The idea that the future is unchangeable is a different thing; you can argue that leads to fatalism. However, it was certainly necessary in this case, as we all knew from years of reading Superman that he did actually know a reporter named Lois Lane.
The second story features Supertot. Martha and Jonathan are taking a cruise with the toddler when he leaps overboard to chase some fishes. The couple are heartbroken, although not for the reason the cruise ship crew assumes. They know Clark will survive, but they may never find him again.
Sure enough, he makes it to Metropolis where he is put up for adoption. But the first couple he's adopted by discover his appetite is boundless:
The second couple are spooked when Supertot decides to imitate the moving men he'd seen during the day:
And an inventor and his wife are similarly startled:
And so it happens that Supertot is back at the orphanage when Ma and Pa Kent come searching for him.

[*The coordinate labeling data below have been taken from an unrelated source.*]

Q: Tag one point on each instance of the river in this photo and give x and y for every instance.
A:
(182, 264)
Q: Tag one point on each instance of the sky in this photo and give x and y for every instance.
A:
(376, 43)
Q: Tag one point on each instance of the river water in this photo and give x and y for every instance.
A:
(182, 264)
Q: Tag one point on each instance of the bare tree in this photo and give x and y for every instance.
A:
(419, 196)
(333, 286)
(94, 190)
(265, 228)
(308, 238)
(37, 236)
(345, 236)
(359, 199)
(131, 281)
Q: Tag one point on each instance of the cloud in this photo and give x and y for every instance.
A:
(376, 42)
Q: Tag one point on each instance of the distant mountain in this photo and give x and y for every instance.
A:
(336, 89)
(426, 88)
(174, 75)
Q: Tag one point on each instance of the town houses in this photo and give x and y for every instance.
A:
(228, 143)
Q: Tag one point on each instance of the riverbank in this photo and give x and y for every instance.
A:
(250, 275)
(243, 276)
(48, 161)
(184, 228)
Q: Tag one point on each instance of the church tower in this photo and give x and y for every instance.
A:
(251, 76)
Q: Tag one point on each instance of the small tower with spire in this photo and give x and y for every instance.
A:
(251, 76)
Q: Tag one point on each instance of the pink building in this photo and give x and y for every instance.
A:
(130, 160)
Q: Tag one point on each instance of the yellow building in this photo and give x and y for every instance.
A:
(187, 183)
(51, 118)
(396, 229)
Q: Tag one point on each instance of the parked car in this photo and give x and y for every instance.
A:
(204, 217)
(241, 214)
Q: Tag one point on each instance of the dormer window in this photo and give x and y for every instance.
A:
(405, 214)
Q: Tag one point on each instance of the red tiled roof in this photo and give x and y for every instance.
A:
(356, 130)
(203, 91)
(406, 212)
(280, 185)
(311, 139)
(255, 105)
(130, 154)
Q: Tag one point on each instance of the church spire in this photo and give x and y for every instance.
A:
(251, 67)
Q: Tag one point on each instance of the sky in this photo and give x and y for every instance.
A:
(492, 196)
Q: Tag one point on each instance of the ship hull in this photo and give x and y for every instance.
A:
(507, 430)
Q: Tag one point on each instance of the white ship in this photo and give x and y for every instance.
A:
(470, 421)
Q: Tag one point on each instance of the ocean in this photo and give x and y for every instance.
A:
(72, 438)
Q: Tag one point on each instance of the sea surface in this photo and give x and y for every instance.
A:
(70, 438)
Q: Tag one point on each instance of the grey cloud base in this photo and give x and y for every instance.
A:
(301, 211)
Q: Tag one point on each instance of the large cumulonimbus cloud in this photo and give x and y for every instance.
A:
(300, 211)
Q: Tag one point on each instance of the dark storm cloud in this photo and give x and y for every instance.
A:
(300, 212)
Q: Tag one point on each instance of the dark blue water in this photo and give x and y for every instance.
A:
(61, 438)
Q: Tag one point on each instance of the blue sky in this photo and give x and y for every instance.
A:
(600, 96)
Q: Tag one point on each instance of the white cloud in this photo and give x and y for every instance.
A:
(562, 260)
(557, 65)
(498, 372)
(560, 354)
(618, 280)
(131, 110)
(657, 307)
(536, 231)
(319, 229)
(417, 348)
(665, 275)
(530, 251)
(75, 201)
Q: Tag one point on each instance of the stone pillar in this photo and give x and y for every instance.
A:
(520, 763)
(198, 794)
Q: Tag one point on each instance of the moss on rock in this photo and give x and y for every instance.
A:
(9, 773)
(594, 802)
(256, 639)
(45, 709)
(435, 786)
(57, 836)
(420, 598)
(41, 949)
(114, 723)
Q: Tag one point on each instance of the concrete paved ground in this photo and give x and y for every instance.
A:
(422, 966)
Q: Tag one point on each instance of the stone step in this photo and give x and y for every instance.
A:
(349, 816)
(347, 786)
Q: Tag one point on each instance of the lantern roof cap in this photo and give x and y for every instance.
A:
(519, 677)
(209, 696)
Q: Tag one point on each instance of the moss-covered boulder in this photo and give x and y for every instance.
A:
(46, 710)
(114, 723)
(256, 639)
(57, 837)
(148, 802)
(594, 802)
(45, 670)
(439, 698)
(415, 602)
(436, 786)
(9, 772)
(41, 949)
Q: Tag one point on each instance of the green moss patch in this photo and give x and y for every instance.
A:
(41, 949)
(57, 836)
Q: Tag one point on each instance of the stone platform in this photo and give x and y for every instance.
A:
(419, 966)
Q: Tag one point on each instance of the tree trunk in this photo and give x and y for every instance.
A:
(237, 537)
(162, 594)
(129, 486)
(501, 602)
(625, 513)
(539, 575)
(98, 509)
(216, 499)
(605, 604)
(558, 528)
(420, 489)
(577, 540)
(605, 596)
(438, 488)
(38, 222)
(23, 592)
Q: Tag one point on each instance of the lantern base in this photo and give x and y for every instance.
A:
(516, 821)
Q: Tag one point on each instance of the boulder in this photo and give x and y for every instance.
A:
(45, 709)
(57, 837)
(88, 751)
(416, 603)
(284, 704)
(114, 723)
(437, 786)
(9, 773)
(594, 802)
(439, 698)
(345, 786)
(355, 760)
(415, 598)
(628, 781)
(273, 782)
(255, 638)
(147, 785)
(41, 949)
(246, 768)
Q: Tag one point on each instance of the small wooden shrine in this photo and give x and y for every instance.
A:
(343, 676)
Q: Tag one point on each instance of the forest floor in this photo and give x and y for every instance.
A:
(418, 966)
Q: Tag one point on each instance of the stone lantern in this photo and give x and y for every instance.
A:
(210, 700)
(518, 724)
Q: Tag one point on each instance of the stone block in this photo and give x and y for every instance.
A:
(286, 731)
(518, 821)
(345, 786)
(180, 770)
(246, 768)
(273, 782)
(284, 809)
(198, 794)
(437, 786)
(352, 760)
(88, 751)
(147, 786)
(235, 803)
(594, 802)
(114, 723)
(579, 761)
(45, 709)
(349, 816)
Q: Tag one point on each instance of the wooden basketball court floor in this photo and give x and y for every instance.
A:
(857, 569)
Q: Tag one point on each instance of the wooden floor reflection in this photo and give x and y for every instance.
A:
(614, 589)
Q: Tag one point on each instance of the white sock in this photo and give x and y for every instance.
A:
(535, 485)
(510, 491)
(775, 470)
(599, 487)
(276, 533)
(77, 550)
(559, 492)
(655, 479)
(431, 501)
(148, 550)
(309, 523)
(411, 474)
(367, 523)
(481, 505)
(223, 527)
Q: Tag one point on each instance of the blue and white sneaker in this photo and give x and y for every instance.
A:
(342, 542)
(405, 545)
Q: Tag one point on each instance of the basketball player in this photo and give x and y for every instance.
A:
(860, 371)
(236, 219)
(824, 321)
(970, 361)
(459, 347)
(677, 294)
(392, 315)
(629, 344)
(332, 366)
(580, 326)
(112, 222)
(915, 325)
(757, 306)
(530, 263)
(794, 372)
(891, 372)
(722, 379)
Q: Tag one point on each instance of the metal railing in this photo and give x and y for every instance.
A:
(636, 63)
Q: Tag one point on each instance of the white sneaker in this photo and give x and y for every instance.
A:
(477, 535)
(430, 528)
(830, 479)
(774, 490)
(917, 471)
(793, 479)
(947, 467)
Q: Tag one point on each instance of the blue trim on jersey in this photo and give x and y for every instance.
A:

Comments: Cute story; you could argue that this again was fate working its mysterious way to make sure Clark would be raised by the Kents.
The third story is something of a key in the Silver Age; it features the first time anybody other than the Kents had known that Superboy was secretly Clark Kent. Pete Ross had been introduced a few issues before as Clark's buddy, and in this issue we learn (as does Clark via super-hearing) that Pete's a loyal pal, when a pair of costumed guys invite Pete to a party, but specify that they don't want Clark tagging along:
So Clark decides to take some more secret identity risks in order to be around Pete Ross, and when they go camping one evening, the inevitable occurs:
But for once, the story doesn't end with the secret identity discoverer getting amnesia, or being convinced he was wrong. In fact, Pete subs for one of Superboy's robots when it malfunctions. Pete Ross would remain the only other person to know Superboy/Superman's secret identity in the Silver Age.
Comments: A fine little story, with great characterization for Pete. Unfortunately, there turned out to be little that the writers could do with him, and so he really only made a dozen or so appearances in the Silver Age.